Bear Grissom is the Director of the Electrical Division for Petro Guardian. He has been in the industry for over 20 years and is our expert on all things construction and electric. We recently added catenary lightning protection to our scope of services so we sat down with Bear to answer a few of our most asked questions about the LP system.
The definition of catenary is a curve formed by a wire, hanging freely from two points that are on the same horizontal level. So, in our case, a catenary lightning protection system over a tank battery, means there are two telephone poles on each side of the tank connected by a wire. Instead of a dissipation system where the terminals are vertical, think of catenary as a horizontal lightning air terminal. The system is elevated and the wire is about 15 ft above the highest point on the tank battery.
The system is elevated and the wire is 15 ft above the flash area (the flammable area). Flammable gasses can waft at least 10 ft into the air. So, the wire above intercepts a lightning strike before it reaches the combustion zone and redirects that energy into the ground.
The problem was never the catenary system itself. Catenary systems are used in a variety of industrial and military settings, are often recommended, and have been proven safe and effective. The problem is improper installs.
There are three main issues I see out in the field. Let me preface by saying this, all installs should comply with UL96 and NFPA780 standards.
Now, the first issue I see a lot is that the wire is not at the proper height. Sometimes, it’s almost touching the tanks! If the wire isn’t high enough and droops into the flammable vapor space, those flammable vapors will likely combust in the event of a lightning strike. That wire needs to be at least 15 ft above the highest point on the tank battery. I will say, the wire can droop over time and mother nature can affect that. This is why it is critical to have sites inspected every six months.
The second issue is the way installers are grounding and bonding the wire. A lot of times installers aren’t running the lightning conductor down the pole. They also don’t have the correct Class 1 lightning conductor connecting the overhead wire to the ground. Additionally, they are looping the wire on top of the pole, which is standard on a traditional power line install. But that is not how it should be done for a catenary system over tanks. Loops don’t work because the lighting needs to go straight to the ground, it can’t go up to get down. Instead, you should continue the wire overhead to a sloping 90 degrees that hits the pole and goes to the ground. This 90 degree bend must maintain a minimum 8 inch radius bend. Think of a freight train trying to make a 90 degree turn… not going to happen. It has to be a smooth bend for lightning to travel. Almost all contractors installing lightning protection systems make tight 90 degree bends because that’s common on electrical systems and it looks really clean. This doesn’t work for lightning protection systems though.
Lastly, some installers don’t use the proper air terminals on catenary poles. We often see ground rods mounted on top of the poles to serve as lightning rods as a cost-saving measure. However, they are not an approved strike terminal device.

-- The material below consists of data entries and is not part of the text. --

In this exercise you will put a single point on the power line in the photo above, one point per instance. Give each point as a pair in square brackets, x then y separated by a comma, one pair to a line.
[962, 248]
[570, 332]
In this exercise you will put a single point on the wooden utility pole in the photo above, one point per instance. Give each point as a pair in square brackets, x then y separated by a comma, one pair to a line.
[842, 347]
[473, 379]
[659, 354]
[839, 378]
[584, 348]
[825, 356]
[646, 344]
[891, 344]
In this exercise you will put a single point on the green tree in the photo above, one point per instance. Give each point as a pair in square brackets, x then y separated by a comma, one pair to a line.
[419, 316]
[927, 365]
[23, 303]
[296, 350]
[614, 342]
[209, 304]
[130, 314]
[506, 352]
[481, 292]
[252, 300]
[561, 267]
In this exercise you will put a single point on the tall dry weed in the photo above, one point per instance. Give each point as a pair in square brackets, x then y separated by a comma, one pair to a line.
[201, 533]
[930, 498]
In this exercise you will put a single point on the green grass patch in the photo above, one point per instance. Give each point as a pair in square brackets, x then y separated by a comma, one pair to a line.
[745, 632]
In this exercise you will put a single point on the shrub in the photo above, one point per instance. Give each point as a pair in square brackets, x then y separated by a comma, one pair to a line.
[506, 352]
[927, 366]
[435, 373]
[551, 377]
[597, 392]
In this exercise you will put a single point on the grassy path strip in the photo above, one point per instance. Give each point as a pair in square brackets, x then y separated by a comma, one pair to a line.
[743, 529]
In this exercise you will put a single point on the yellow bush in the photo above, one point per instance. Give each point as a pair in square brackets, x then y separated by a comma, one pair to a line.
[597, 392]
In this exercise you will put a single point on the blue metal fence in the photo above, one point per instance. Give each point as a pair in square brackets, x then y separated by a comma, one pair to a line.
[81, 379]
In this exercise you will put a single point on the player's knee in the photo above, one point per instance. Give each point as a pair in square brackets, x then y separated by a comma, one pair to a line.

Tanks need a catenary lightning protection system when they are vertically or individually vented. The wire will intercept a direct lightning strike so it does not enter the vapor space. Catenary systems can have a heftier price tag but you have to consider labor and equipment. And while it may be a bit pricier, it’s the best option in these scenarios. Dissipators are best for tanks that are horizontally vented and not venting flammable gas above the tank.